Fentanyl, a synthetic opioid used as an analgesic and abused as a narcotic substance, has emerged as yet another irritant in the bilateral relations between New Delhi and Washington, in addition to Trump’s tariff war, his repeated claims about brokering the India-Pakistan truce on May 10 and his bonhomie with the civil and military leadership of India’s arch-rival Pakistan.
“China remains the primary source country for illicit fentanyl precursor chemicals and pill pressing equipment, followed by India,” the March 2025 report by the Directorate of National Intelligence noted. Trump pointed out in his presidential determination that his administration was deploying unprecedented resources to deal with the ‘national emergency’ created by the “trafficking of fentanyl and other deadly illicit drugs into the US”.
The US Department of Justice, on January 6, indicted Raxuter Chemicals Private Limited and Athos Chemicals Private Limited, both based in Surat, India, for criminal conspiracies to distribute and import fentanyl precursor chemicals to America. The indictment followed after the arrest of Bhavesh Lathiya, the founder of Raxuter Chemicals, in New York, following a sting operation by the US sleuths.
India’s law enforcement agencies are also doing their bit to help the US counterparts to disrupt the supply chain of the fentanyl precursors. The Anti-Terrorism Squad of Gujarat Police, on March 18, arrested Satish Sutariya and Yuka Modi, who were partners in several pharmaceutical companies based in Surat, for trying to smuggle prohibited psychotropic substances, ANPP and NPP, to Mexico and Guatemala. Sutariya is alleged to be associated with Lathiya and a major partner in Athos Chemicals. He and Modi were charged with manufacturing and distributing fentanyl precursor chemicals for unlawful export to the US. They had allegedly tried to procure 30 kg of ANPP from Balakrishna Prasad Gauda, a sales and purchase manager of Amino Organics based in Hyderabad. They had shipped four consignments to Mexico, but all were seized by the US agencies. One consignment reached an agent in Guatemala. To evade detection, they declared the consignments as “Fish Collagen Peptides” and “Vitamin B7”, the Gujarat ATS probe revealed.

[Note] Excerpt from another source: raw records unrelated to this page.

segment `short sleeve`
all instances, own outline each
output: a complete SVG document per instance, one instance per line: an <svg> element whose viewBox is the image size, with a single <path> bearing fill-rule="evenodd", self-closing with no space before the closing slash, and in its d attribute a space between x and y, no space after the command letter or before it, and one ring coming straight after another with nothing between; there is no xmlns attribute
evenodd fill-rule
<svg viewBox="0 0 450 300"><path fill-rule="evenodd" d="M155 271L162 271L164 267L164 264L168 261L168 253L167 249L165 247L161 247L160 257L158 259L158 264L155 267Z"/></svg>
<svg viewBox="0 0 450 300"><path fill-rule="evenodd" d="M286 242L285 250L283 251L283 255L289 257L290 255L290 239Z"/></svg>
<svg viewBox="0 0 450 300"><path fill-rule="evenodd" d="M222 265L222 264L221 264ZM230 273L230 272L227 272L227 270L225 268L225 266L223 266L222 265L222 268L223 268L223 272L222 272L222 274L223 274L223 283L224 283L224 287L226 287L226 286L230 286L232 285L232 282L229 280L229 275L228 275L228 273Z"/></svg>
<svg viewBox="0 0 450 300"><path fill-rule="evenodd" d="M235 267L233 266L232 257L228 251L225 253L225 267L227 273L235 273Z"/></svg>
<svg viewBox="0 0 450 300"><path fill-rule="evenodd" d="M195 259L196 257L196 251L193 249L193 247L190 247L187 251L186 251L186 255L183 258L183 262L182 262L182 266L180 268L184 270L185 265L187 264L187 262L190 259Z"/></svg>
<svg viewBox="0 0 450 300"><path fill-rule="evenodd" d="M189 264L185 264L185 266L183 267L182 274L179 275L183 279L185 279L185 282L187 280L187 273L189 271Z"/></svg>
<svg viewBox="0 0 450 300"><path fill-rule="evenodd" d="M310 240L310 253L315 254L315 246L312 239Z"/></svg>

Hyderabad-based Vasudha Pharma Chem Pvt Ltd came under the scanner of both the Gujarat ATS and the US agencies probing illegal smuggling of fentanyl precursors. The company’s officials, Tanweer Ahmed Mohamed Hussain Parkar, Venkata Naga Madhusudhan Raju Manthena, and Krishna Vericharla, were charged in a federal court in Washington on March 20 for manufacturing a fentanyl precursor chemical for unlawful export to the US.
The US Department of the Treasury’s Office of Foreign Assets Control (OFAC), on September 24, sanctioned Sadiq Abbas Habib Sayyed and Khizar Mohammad Iqbal Shaikh of India. They were previously indicted in the US in September 2024 on narcotics-related charges. They worked with Dominican Republic- and U.S.-based narcotics traffickers to sell counterfeit pills to Americans, as discounted, legitimate pharmaceutical products, which were instead filled with illicit drugs like fentanyl, a fentanyl analogue, and methamphetamine. They have used encrypted messaging platforms to conduct their illegal business and market their product to victims. The OFAC also designated an India-based online pharmacy for its role in “these criminal operations”.

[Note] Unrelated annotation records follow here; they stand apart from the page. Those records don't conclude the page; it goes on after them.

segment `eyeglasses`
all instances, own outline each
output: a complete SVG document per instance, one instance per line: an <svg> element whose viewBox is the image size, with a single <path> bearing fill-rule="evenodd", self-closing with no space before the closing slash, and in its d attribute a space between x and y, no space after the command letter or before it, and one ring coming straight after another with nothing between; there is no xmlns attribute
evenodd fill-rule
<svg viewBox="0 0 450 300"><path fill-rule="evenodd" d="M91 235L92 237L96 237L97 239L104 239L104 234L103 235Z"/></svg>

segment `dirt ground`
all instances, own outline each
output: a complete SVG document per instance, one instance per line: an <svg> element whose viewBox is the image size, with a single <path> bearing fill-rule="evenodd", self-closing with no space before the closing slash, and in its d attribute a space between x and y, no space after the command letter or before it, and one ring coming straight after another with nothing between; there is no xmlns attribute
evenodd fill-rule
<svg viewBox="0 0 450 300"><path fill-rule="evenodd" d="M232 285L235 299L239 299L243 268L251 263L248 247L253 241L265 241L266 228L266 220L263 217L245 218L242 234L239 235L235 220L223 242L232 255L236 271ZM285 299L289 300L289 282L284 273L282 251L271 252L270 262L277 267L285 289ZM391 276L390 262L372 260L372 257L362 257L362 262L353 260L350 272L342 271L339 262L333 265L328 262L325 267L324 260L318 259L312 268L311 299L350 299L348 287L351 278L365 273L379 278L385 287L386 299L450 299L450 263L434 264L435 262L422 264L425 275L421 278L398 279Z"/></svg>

A 2020 report by the US Drug Enforcement Administration noted that India was emerging as a source for finished fentanyl powder and fentanyl precursor chemicals.

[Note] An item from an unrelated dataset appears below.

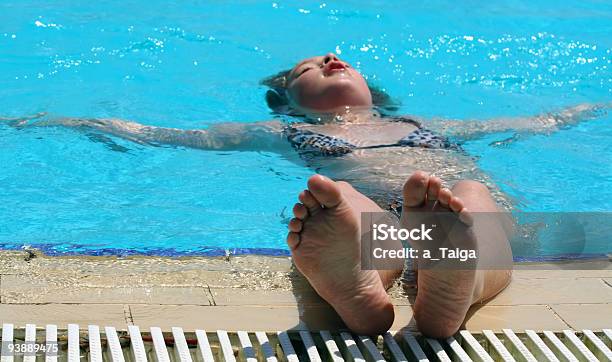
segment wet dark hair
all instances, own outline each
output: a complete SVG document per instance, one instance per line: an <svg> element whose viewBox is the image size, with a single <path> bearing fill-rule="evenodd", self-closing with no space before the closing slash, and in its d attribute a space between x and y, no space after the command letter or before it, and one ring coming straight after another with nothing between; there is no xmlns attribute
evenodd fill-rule
<svg viewBox="0 0 612 362"><path fill-rule="evenodd" d="M287 78L290 72L291 70L283 70L259 82L270 88L266 92L266 103L275 114L295 115L287 98ZM368 82L368 88L372 94L372 104L380 113L393 113L399 109L399 103L385 91L370 82Z"/></svg>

What may worry New Delhi is that India had not been included as a source of illicit drug or precursor chemicals flowing into the US in 2023, but the 2024 Annual Threat Assessment report mentioned China as “primary source” and noted that “...Mexico-based TCOs (transnational criminal organisation) also are sourcing precursor chemicals to a lesser extent from other nations such as India.”